Historic 1968 General Offensive highlighted in Havana
The Vietnamese Embassy in Cuba and the Cuban Institute for Friendship with the Peoples (ICAP) held a ceremony in Havana on February 9th to mark 50 years since Vietnam’s General Offensive and Uprising in the spring of 1968.
At the ceremony in Havana. (Photo: VNA)
The offensive began in the early morning of January 31st, 1968 when liberation forces simultaneously launched attacks on bases of the U.S. troops and the U.S.-backed South Vietnam government in cities such as Hue, Da Nang, Quy Nhon and Saigon, and hundreds of towns from Quang Tri to Ca Mau.
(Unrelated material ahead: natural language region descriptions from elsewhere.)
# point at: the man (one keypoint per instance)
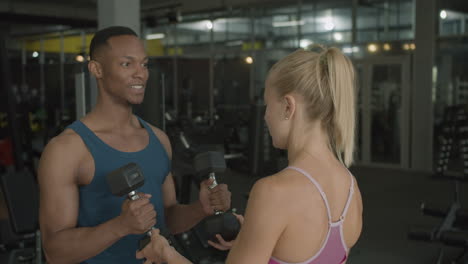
(81, 221)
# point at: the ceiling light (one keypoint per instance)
(209, 25)
(79, 58)
(329, 25)
(372, 48)
(338, 36)
(387, 47)
(289, 23)
(304, 43)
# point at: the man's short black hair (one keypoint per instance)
(101, 37)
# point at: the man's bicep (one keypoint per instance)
(58, 190)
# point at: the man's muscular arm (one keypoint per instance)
(59, 200)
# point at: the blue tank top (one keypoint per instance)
(98, 205)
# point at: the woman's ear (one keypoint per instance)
(290, 106)
(95, 69)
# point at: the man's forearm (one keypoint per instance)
(75, 245)
(182, 217)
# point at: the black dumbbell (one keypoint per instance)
(224, 223)
(125, 181)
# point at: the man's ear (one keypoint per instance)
(95, 69)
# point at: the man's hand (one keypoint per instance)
(137, 216)
(222, 244)
(218, 198)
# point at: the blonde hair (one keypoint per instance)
(325, 79)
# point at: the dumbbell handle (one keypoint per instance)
(212, 186)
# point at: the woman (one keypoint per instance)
(310, 212)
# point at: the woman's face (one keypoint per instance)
(275, 114)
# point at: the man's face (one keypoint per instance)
(124, 69)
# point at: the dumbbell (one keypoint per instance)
(125, 181)
(224, 223)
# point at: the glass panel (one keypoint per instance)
(385, 113)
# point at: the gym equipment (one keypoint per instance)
(223, 223)
(450, 231)
(125, 181)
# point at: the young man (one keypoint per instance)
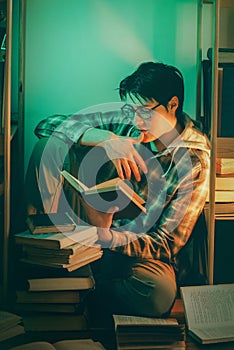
(153, 143)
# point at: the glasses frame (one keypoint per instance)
(142, 111)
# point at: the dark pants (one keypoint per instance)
(123, 284)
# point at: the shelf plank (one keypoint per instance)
(225, 147)
(14, 129)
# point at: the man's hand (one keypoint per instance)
(101, 220)
(120, 150)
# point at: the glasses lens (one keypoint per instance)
(128, 111)
(144, 113)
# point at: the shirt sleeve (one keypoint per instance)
(175, 225)
(70, 128)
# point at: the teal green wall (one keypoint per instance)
(77, 51)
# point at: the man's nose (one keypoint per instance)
(139, 120)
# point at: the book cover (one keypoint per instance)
(39, 296)
(51, 322)
(224, 182)
(60, 258)
(57, 240)
(71, 344)
(209, 312)
(114, 192)
(84, 260)
(50, 223)
(135, 332)
(225, 166)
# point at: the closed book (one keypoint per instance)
(62, 283)
(223, 196)
(46, 307)
(225, 166)
(53, 322)
(68, 251)
(224, 182)
(69, 267)
(63, 259)
(8, 319)
(57, 240)
(11, 332)
(50, 223)
(71, 344)
(52, 296)
(135, 332)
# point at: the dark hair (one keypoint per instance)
(154, 80)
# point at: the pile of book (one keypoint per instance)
(55, 241)
(224, 187)
(55, 277)
(134, 332)
(73, 344)
(10, 325)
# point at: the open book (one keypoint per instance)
(209, 312)
(114, 192)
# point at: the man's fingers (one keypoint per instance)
(139, 160)
(127, 168)
(118, 166)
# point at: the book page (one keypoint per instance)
(207, 306)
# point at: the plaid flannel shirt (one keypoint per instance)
(175, 188)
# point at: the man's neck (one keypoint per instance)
(166, 139)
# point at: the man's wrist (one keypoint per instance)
(104, 235)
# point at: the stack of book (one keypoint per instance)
(133, 332)
(10, 325)
(77, 344)
(224, 187)
(63, 250)
(55, 276)
(53, 300)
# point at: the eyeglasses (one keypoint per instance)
(142, 111)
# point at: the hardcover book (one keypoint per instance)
(114, 192)
(57, 240)
(50, 223)
(209, 312)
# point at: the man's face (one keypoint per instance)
(158, 122)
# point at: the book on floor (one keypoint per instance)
(135, 332)
(73, 344)
(57, 240)
(225, 166)
(209, 312)
(55, 256)
(53, 322)
(222, 197)
(224, 182)
(50, 223)
(84, 260)
(37, 278)
(114, 192)
(10, 325)
(52, 296)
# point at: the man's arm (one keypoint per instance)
(119, 149)
(176, 222)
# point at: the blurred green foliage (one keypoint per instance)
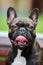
(4, 27)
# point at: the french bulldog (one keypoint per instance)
(24, 49)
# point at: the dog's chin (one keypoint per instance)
(21, 42)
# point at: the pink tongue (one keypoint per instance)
(21, 39)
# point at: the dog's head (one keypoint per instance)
(21, 30)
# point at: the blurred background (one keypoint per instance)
(23, 7)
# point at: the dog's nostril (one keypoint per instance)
(22, 30)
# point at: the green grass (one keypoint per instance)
(4, 27)
(39, 28)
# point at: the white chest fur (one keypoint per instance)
(19, 60)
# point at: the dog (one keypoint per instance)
(24, 49)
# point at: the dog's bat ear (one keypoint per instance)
(34, 16)
(11, 14)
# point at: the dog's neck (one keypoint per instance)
(19, 60)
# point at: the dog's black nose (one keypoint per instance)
(22, 30)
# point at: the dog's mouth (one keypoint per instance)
(21, 41)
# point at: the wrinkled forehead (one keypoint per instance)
(22, 20)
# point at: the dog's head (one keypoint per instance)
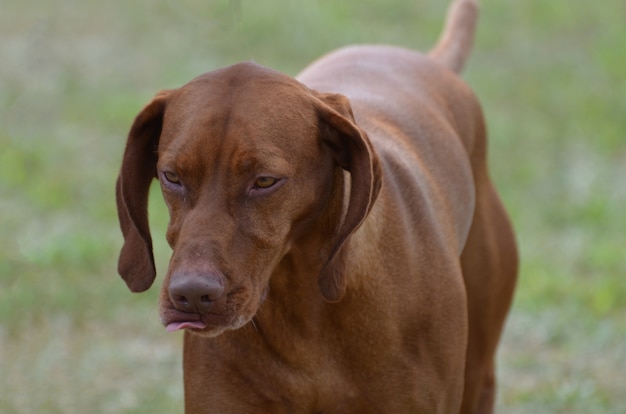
(248, 160)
The military campaign destroyed huge amounts of facilities and logistics used by the U.S. and the southern regime’s armies. People in rural areas also took this opportunity to rise up against the U.S.-backed administration.
The offensive marked a strategic turning point for the resistance war against the U.S. and its allies. It caused the U.S. a ‘sudden shock’, disrupted their strategic plan, shook the White House, the Pentagon and all of the U.S., and forced then U.S. President Johnson to deescalate the war and agree to sign the historic Paris Peace Accord. The victory also helped lead to the liberation of southern Vietnam and the national reunification in 1975.
Vietnamese Ambassador to Cuba Nguyen Trung Thanh speaks at the ceremony in Havana on February 9th. (Photo: VNA)
Addressing hundreds of participants in the Havana ceremony, Vietnamese Ambassador Nguyen Trung Thanh noted the valuable lessons of the offensive. He said the campaign highlighted Vietnamese people’s aspiration for independence and freedom, the creativity in making guidelines and directing the revolutionary struggle, the strength of the great national unity bloc, the resolve to fight and win, the daring to confront the world’s strongest war machine, and the pure international solidarity.
He stressed that the 50th anniversary of the General Offensive and Uprising coincides with the time Vietnam has attained a number of major reform achievements. The country is facing new development opportunities as well as difficulties and challenges. The Vietnamese people are now even more aware of the importance of the leadership of the Communist Party of Vietnam and the resolve to fight and win in the struggle for national liberation and in peace and national development and protection.
The diplomat also underscored the precious contribution by global friends, including Cuba. The Latin American nation was one of the first countries to recognise the National Front for the Liberation of the South of Vietnam, open an embassy in the liberated region, and assign an ambassador to the Provisional Revolutionary Government of the then Republic of South Vietnam.
Notably, then Cuban President Fidel Castro was the only foreign leader to cross the 17th parallel north to visit the liberated region in southern Vietnam in September 1973 during the wartime, Thanh added.
ICAP President Fernando Gonzalez Llort said the 1968 General Offensive and Uprising marked a turning point and resounded around the world, adding that lessons from history will be helpful for building the future.
'The depth and breadth of the offensive,' he stressed, 'put world public opinion against the war and our Vietnamese brothers demonstrated their greatness on the battlefield.'
At the ceremony, Dr. Ruvisley Gonzalez from the Cuban institute for international policy studies reviewed the key developments of the offensive, along with global reactions then. Meanwhile, veteran journalist Marta Rojas , Vice President of the Cuba-Vietnam Friendship Association, recounted her memories of the southern battlefield of Vietnam and the war against the U.S. of Vietnamese people./.